Flexible Lyapunov Functions and Applications to Fast Mechatronic Systems

TL;DR

This paper discusses flexible control Lyapunov functions (CLFs) that adaptively optimize stability parameters in real-time, reducing conservativeness and enhancing control of fast, constrained mechatronic systems in aerospace and automotive fields.

Contribution

It introduces a novel flexible CLF framework that allows online optimization of stability parameters, improving control performance for high-speed, constrained systems.

Findings

Flexible CLFs significantly reduce conservativeness compared to classical CLFs.

They enable stabilization of nonlinear systems with sampling periods below one millisecond.

Potential applications include aerospace and automotive control systems.

Abstract

The property that every control system should posses is stability, which translates into safety in real-life applications.

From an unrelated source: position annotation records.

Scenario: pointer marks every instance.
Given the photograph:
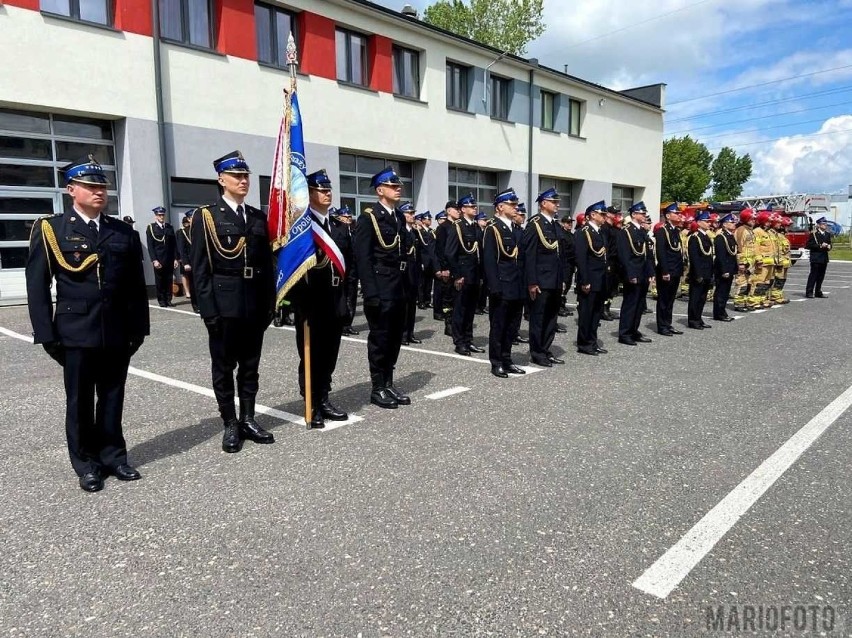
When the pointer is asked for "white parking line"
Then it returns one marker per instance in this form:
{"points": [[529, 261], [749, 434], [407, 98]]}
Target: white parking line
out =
{"points": [[207, 392], [672, 567], [447, 393]]}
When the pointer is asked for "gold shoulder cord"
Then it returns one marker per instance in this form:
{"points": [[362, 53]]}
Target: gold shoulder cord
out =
{"points": [[638, 253], [49, 238], [382, 243], [550, 245], [600, 252], [153, 236], [461, 241], [501, 247]]}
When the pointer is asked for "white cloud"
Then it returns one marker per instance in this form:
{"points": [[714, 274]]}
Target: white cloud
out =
{"points": [[809, 164]]}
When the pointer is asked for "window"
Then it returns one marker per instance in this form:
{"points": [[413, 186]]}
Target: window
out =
{"points": [[355, 173], [483, 185], [191, 193], [499, 97], [406, 72], [273, 29], [97, 11], [187, 21], [575, 108], [549, 103], [351, 57], [565, 189], [622, 197], [458, 89]]}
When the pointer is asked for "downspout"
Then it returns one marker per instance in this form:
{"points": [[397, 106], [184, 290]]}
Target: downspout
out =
{"points": [[161, 124]]}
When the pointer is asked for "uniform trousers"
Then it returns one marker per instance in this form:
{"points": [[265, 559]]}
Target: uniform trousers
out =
{"points": [[721, 295], [589, 310], [544, 311], [464, 309], [93, 431], [326, 330], [235, 344], [385, 337], [815, 278], [666, 293], [503, 316]]}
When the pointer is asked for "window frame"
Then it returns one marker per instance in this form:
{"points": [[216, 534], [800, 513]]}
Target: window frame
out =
{"points": [[74, 13], [463, 85], [365, 67], [186, 36], [275, 47], [505, 91], [404, 52]]}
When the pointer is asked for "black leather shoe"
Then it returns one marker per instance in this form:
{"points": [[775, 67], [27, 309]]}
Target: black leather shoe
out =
{"points": [[125, 472], [331, 412], [317, 421], [91, 482], [231, 441]]}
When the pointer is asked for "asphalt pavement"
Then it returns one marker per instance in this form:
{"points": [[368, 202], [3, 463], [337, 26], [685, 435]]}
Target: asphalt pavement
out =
{"points": [[506, 507]]}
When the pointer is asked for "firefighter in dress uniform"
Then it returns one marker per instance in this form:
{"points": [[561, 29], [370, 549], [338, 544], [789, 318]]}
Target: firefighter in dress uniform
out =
{"points": [[98, 323], [381, 254], [725, 266], [162, 249], [235, 290]]}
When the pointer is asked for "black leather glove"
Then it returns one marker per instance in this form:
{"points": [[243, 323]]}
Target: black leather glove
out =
{"points": [[56, 351], [134, 345], [214, 325]]}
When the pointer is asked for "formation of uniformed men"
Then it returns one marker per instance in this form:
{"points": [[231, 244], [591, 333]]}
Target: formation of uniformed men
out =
{"points": [[518, 267]]}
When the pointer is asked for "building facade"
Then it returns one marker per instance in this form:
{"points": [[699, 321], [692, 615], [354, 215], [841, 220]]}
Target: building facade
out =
{"points": [[156, 92]]}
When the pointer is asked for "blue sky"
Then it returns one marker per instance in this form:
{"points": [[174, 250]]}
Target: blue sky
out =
{"points": [[795, 119]]}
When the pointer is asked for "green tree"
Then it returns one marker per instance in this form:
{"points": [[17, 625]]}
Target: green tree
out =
{"points": [[508, 25], [729, 174], [686, 169]]}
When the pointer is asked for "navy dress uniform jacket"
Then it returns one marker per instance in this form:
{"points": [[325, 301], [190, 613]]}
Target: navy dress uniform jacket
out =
{"points": [[542, 264], [238, 288], [102, 306], [503, 271], [382, 259]]}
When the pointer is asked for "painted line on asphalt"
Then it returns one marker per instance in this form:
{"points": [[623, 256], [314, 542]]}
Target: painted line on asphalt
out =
{"points": [[672, 567], [442, 394], [207, 392]]}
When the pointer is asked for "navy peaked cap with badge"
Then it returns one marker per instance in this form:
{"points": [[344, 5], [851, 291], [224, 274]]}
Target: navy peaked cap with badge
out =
{"points": [[85, 171], [550, 194], [319, 180], [467, 200], [597, 207], [385, 176], [231, 163], [508, 196]]}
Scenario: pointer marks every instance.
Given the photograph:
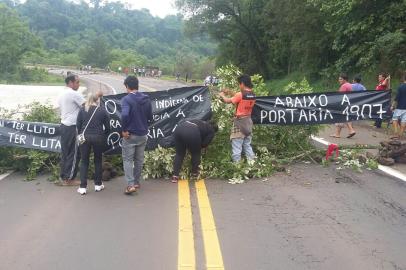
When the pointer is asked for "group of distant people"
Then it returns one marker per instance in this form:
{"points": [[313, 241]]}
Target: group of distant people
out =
{"points": [[398, 107], [85, 117]]}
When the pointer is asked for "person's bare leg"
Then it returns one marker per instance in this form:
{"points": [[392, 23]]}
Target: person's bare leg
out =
{"points": [[402, 130], [395, 125], [350, 128]]}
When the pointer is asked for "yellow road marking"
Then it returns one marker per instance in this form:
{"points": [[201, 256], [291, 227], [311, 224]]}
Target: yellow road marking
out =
{"points": [[186, 246], [214, 259]]}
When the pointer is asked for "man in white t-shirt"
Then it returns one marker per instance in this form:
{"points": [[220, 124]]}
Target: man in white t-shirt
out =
{"points": [[69, 104]]}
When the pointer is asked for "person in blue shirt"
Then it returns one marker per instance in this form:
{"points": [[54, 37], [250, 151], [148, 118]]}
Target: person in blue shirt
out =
{"points": [[356, 84], [136, 115], [400, 111]]}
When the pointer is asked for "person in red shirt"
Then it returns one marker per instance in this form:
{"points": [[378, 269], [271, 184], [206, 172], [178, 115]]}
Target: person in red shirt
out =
{"points": [[345, 87], [241, 134], [383, 84]]}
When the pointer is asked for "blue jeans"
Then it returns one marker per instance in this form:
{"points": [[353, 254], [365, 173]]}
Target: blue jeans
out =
{"points": [[242, 144], [133, 158]]}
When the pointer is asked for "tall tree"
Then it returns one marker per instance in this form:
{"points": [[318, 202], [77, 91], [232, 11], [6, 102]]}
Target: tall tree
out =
{"points": [[237, 25], [367, 33], [97, 52], [16, 40]]}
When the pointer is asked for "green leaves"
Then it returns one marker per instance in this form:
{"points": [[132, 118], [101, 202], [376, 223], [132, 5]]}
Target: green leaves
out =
{"points": [[16, 40]]}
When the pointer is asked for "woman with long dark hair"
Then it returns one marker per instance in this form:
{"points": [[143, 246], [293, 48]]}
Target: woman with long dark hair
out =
{"points": [[93, 123]]}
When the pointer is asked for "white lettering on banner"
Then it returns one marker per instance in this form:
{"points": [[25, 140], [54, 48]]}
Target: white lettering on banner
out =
{"points": [[360, 112], [345, 100], [278, 101], [46, 143], [323, 100], [155, 133], [174, 128], [18, 125], [115, 123], [40, 129], [369, 106], [114, 138], [16, 138], [302, 115], [380, 112], [301, 102], [167, 103], [109, 110], [180, 112], [298, 103], [158, 117], [279, 116]]}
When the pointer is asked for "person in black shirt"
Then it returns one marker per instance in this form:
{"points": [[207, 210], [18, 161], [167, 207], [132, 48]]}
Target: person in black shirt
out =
{"points": [[95, 130], [192, 135], [400, 112]]}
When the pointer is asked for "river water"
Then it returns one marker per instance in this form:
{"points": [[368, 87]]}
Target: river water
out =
{"points": [[12, 96]]}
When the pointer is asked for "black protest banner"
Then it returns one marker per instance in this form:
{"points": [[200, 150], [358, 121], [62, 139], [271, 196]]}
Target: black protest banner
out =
{"points": [[168, 108], [171, 106], [30, 135], [322, 108]]}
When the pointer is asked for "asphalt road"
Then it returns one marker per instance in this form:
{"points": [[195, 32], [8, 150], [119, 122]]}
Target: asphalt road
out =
{"points": [[311, 218], [146, 84], [112, 83]]}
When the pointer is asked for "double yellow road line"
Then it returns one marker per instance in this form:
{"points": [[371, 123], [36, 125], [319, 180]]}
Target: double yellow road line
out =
{"points": [[186, 248]]}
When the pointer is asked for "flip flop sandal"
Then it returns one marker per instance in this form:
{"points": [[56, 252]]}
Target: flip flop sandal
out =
{"points": [[351, 135], [130, 190]]}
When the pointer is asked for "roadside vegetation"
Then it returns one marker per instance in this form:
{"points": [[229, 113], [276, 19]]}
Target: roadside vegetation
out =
{"points": [[99, 34]]}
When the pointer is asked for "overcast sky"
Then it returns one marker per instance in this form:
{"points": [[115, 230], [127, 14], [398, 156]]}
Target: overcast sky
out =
{"points": [[159, 8]]}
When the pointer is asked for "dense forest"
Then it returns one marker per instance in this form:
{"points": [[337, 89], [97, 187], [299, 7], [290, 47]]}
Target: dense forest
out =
{"points": [[100, 34], [275, 38], [318, 38]]}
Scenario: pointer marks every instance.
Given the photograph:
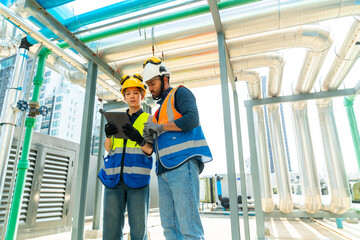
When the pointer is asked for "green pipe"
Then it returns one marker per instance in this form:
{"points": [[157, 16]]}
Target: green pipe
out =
{"points": [[156, 20], [348, 103], [23, 164]]}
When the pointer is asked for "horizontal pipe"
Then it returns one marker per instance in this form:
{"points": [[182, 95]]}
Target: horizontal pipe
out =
{"points": [[156, 21], [101, 14]]}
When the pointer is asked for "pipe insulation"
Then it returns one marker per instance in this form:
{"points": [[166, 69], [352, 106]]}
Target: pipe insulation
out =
{"points": [[281, 165], [263, 160], [10, 37], [345, 58], [307, 161], [338, 184]]}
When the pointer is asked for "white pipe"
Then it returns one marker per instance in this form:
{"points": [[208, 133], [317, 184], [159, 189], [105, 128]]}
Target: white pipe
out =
{"points": [[306, 158], [316, 39], [345, 58], [340, 200], [263, 160], [9, 38]]}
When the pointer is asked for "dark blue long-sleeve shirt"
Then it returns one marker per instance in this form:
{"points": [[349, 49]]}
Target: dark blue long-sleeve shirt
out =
{"points": [[185, 103]]}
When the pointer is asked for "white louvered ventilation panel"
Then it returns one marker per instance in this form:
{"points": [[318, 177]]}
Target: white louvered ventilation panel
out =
{"points": [[53, 188], [28, 183]]}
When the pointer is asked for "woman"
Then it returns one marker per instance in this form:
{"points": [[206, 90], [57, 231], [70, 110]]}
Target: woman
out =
{"points": [[126, 172]]}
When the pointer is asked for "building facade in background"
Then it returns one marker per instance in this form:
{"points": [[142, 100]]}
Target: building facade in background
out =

A central tool in systems theory for synthesizing control laws that achieve stability are control Lyapunov functions (CLFs). Classically, a CLF enforces that the resulting closed-loop state trajectory is contained within a cone with a fixed, predefined shape, and which is centered at and converges to a desired converging point. However, such a requirement often proves to be overconservative, which is why most of the real-time controllers do not have a stability guarantee. Recently, a novel idea that improves the design of CLFs in terms of flexibility was proposed. The focus of this new approach is on the design of optimization problems that allow certain parameters that define a cone associated with a standard CLF to be decision variables. In this way non-monotonicity of the CLF is explicitly linked with a decision variable that can be optimized on-line. Conservativeness is significantly reduced compared to classical CLFs, which makes \emph{flexible CLFs} more suitable for stabilization of constrained discrete-time nonlinear systems and real-time control. The purpose of this overview is to highlight the potential of flexible CLFs for real-time control of fast mechatronic systems, with sampling periods below one millisecond, which are widely employed in aerospace and automotive applications.